I’ve had three or four of these in my lifetime. Each time, for a period of something less than twenty minutes, I was incapable of making the most trivial of decisions.
I would start toward the store from the car in the parking lot, change my mind and turn to return to the car for something I’d forgotten Then I’d decide I didn’t really need it and pivot back toward the entry after only a few steps. Then I’d change my mind again, and repeat the
actions. This would continue long enough I began to imagine people watching me. Or maybe I’d just begin to notice it.
Nothing made any sense. All I could say for sure, however, was that I wasn’t capable of making a decision and sticking to it. Then full-blown panic would set in. It was terrifying.
Each time I was able to reach my wife on the phone and, hearing her voice calmed me down.
Yesterday I realized that is precisely how the last seven years have felt.
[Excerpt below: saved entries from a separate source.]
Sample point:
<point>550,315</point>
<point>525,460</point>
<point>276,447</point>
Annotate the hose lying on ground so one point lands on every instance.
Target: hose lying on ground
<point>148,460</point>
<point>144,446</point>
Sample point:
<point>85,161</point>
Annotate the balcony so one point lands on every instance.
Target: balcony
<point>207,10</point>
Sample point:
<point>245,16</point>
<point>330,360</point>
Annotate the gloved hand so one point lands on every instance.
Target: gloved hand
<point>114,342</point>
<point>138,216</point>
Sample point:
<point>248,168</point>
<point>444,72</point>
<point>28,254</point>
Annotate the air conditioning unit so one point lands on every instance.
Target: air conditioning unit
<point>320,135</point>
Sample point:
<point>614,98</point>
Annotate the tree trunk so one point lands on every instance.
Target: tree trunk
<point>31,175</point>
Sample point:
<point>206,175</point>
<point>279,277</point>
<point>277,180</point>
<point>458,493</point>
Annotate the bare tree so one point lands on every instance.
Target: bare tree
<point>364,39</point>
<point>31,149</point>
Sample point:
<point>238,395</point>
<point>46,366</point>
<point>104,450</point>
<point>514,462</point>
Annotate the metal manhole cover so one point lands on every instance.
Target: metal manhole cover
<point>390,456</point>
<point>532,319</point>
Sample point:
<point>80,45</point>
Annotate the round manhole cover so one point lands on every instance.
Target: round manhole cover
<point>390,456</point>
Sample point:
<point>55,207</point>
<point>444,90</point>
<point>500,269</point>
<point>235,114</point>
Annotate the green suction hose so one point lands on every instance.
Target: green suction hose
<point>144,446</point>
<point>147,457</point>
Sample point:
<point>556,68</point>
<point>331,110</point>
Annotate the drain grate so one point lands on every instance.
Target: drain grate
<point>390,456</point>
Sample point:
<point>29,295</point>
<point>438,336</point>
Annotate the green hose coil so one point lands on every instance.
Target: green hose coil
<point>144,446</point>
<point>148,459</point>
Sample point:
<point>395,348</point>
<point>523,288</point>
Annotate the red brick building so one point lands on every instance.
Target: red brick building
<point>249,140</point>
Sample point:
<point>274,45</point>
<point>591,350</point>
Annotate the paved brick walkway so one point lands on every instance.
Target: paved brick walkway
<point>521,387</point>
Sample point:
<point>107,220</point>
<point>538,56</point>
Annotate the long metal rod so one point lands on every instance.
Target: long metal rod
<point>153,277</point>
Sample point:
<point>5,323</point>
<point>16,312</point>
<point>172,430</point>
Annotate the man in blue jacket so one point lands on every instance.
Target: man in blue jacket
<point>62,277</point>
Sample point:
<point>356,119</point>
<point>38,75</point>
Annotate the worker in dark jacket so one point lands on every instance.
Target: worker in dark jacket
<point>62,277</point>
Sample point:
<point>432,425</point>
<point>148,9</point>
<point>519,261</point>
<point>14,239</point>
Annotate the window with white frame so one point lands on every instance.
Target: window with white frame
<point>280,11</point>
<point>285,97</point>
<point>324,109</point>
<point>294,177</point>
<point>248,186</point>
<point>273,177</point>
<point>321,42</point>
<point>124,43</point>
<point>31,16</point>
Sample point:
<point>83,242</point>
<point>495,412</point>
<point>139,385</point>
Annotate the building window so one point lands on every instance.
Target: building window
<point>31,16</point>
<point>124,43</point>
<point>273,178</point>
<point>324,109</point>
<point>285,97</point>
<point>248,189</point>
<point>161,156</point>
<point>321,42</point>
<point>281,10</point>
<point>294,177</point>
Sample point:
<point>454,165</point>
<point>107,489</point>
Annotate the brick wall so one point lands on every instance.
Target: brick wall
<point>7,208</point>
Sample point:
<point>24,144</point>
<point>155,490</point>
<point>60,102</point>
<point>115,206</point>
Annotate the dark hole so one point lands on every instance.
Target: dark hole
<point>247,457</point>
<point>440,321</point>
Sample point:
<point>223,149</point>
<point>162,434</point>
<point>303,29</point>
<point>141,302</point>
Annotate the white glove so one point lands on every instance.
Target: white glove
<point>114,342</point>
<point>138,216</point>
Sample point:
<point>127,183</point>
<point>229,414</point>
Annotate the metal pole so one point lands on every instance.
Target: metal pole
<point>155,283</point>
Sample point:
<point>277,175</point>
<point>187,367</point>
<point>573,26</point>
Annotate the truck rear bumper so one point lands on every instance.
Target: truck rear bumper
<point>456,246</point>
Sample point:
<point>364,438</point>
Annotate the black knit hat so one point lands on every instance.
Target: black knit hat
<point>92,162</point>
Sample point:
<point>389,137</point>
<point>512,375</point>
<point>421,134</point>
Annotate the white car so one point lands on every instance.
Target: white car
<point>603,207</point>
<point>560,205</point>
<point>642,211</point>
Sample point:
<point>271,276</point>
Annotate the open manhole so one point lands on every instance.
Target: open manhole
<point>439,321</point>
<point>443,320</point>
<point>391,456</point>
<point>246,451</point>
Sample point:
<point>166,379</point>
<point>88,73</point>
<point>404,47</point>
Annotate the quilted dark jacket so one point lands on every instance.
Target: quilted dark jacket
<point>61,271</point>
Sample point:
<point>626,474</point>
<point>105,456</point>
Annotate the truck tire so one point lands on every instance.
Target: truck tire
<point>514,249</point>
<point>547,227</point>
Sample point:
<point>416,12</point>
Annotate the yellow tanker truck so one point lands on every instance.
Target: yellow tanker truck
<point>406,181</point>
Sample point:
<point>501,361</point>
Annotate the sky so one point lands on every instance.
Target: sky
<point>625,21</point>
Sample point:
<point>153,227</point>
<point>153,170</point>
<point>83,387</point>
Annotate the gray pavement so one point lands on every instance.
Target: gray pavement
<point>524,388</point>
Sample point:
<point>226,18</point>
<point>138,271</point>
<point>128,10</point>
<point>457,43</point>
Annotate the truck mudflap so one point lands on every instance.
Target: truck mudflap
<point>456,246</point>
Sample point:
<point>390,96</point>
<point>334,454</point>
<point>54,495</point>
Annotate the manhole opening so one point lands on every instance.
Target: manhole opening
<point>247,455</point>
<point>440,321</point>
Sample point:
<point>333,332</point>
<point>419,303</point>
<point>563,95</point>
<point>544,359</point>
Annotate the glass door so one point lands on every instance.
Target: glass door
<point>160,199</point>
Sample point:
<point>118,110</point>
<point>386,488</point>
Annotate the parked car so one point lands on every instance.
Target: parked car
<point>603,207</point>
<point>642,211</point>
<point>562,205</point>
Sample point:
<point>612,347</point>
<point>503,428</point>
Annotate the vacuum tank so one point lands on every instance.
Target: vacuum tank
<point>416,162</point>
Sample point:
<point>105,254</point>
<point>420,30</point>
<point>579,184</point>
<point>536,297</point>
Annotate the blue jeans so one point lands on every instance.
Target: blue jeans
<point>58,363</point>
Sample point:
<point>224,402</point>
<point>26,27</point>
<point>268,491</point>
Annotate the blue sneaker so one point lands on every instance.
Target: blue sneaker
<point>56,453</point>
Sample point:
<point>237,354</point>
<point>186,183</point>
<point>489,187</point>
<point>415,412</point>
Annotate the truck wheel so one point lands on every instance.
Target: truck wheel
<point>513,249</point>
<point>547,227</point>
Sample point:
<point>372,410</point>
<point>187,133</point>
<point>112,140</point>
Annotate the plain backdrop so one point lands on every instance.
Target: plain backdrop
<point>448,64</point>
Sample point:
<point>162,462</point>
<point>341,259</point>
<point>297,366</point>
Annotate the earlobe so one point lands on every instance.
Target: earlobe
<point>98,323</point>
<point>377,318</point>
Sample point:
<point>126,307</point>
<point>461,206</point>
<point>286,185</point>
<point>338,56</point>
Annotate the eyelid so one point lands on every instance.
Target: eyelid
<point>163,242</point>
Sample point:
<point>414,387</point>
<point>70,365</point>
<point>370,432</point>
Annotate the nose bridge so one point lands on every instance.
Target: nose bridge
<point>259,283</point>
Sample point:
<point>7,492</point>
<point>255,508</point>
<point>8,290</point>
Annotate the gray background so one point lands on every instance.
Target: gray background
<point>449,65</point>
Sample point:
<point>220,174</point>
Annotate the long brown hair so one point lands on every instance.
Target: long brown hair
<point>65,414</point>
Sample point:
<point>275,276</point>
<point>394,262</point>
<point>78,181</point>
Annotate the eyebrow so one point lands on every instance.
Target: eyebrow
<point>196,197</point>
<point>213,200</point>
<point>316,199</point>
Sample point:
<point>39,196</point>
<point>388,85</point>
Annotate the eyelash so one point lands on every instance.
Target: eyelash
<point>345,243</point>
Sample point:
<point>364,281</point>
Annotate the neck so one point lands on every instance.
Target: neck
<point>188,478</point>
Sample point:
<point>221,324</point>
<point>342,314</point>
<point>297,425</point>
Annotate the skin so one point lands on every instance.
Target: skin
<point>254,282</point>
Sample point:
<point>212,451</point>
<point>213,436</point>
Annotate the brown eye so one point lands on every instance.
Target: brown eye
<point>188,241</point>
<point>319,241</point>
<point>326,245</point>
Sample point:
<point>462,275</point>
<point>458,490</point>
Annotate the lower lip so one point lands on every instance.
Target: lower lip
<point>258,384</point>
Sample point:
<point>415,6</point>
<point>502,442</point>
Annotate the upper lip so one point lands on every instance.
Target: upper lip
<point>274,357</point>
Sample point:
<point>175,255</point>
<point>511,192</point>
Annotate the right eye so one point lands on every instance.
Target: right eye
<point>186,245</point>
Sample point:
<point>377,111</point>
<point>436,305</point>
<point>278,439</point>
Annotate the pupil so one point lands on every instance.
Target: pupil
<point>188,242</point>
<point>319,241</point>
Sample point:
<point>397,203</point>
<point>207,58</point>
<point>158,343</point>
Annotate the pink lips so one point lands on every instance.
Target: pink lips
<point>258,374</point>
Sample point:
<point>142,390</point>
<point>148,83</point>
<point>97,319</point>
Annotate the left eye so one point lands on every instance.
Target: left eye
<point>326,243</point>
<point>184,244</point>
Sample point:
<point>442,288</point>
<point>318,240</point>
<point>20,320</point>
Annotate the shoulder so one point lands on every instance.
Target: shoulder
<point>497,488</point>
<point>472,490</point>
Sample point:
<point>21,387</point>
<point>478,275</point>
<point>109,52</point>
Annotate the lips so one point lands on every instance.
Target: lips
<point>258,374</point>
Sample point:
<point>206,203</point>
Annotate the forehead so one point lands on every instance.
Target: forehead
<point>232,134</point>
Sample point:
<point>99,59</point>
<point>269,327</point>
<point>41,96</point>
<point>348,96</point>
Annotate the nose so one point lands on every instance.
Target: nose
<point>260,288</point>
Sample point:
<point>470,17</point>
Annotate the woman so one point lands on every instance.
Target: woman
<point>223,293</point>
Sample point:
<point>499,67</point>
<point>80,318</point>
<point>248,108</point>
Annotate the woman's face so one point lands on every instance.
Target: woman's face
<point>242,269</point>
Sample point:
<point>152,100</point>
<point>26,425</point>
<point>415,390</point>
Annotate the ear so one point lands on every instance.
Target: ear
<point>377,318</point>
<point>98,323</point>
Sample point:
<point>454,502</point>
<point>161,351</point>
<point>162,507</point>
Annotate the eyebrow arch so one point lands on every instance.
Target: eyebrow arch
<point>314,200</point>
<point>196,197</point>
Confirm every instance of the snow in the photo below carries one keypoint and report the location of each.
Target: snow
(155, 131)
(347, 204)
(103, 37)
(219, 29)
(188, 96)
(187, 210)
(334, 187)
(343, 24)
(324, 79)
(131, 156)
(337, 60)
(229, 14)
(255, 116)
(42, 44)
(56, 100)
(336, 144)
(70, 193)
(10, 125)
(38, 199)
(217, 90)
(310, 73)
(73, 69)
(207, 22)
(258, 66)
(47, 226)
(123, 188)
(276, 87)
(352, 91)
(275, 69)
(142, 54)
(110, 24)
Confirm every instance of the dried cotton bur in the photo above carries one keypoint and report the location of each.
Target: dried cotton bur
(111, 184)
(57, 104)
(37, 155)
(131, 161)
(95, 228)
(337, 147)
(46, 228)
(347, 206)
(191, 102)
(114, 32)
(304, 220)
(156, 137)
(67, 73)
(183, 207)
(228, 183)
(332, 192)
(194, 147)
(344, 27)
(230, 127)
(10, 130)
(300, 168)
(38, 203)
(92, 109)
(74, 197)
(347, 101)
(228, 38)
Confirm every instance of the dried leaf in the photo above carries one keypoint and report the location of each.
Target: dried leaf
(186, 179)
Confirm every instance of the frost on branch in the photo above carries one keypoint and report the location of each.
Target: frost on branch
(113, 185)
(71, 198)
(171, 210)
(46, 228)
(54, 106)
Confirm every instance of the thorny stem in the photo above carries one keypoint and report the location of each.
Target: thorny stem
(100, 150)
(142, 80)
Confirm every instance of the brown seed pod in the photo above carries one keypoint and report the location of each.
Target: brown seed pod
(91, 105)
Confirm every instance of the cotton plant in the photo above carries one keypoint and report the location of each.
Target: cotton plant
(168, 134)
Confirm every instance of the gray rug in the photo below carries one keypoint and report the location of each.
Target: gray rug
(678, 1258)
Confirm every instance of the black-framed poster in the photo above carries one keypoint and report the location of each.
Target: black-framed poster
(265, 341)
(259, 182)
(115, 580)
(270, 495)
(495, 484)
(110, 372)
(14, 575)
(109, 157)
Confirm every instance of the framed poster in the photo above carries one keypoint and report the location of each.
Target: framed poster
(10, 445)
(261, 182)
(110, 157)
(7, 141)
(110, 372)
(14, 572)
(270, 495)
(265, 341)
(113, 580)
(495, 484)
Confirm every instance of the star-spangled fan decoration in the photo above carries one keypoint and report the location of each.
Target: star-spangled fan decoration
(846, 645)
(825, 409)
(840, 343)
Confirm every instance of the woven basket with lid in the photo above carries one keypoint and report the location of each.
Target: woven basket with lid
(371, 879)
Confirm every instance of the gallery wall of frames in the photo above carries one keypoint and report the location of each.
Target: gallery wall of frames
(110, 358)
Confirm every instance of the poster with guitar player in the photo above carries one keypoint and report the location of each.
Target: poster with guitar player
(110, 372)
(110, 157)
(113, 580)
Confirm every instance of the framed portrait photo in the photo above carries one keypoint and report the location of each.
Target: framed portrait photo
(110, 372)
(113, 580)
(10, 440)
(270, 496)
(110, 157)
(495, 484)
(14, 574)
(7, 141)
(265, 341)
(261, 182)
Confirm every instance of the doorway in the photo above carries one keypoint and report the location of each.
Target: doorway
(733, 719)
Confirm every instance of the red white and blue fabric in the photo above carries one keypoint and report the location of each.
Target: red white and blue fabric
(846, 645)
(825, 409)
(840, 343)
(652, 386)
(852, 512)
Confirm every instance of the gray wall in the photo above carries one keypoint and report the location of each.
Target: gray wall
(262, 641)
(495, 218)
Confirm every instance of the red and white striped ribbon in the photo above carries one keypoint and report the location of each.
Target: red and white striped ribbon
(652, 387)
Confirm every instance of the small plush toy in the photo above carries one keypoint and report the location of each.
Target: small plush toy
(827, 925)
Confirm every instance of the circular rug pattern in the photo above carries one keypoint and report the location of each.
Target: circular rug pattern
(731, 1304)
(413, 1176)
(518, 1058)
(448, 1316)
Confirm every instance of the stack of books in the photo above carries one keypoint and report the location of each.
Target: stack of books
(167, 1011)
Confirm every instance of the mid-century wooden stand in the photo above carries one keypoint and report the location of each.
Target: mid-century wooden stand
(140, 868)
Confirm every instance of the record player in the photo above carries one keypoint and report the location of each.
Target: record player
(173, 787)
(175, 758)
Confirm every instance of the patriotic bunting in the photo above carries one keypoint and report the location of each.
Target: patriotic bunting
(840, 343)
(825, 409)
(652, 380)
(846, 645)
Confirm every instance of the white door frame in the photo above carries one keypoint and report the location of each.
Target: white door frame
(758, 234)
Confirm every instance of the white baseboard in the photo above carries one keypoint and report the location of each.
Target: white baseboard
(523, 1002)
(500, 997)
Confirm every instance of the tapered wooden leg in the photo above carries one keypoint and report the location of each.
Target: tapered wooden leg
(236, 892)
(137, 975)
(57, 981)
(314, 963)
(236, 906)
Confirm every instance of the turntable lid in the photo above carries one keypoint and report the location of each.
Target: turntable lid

I am on the very verge of panic.
On the last Sunday of last year I participated in a burning bowl ceremony-one in which you identify something you decide you wish to let go of, write it down on a notepad, and then burn the paper.
I let go of doubt.
Doubt that I’d convince enough listeners in time to get at least some form of Earth-life off the planet before the human species goes extinct.
Doubt in my abilities to scientifically confirm the truth of my Vision of 1986, which clearly foretold of our ability to set in motion events fatal to the planet before we die off.
Doubt that the truth I see-that we will achieve that terrible and unintended consequence- is inevitable.
Doubt that people will ever see that the only chance we have of saving life from this planet is to prepare another place for it to go.
Doubt people will ever understand, or care, that the problem isn’t about the future of humanity alone-that the problem so dwarfs concerns about the future of mankind as to make such thinking an example of failing to see the forest on account of all the trees.
Now the test comes in whether I can really let doubt go.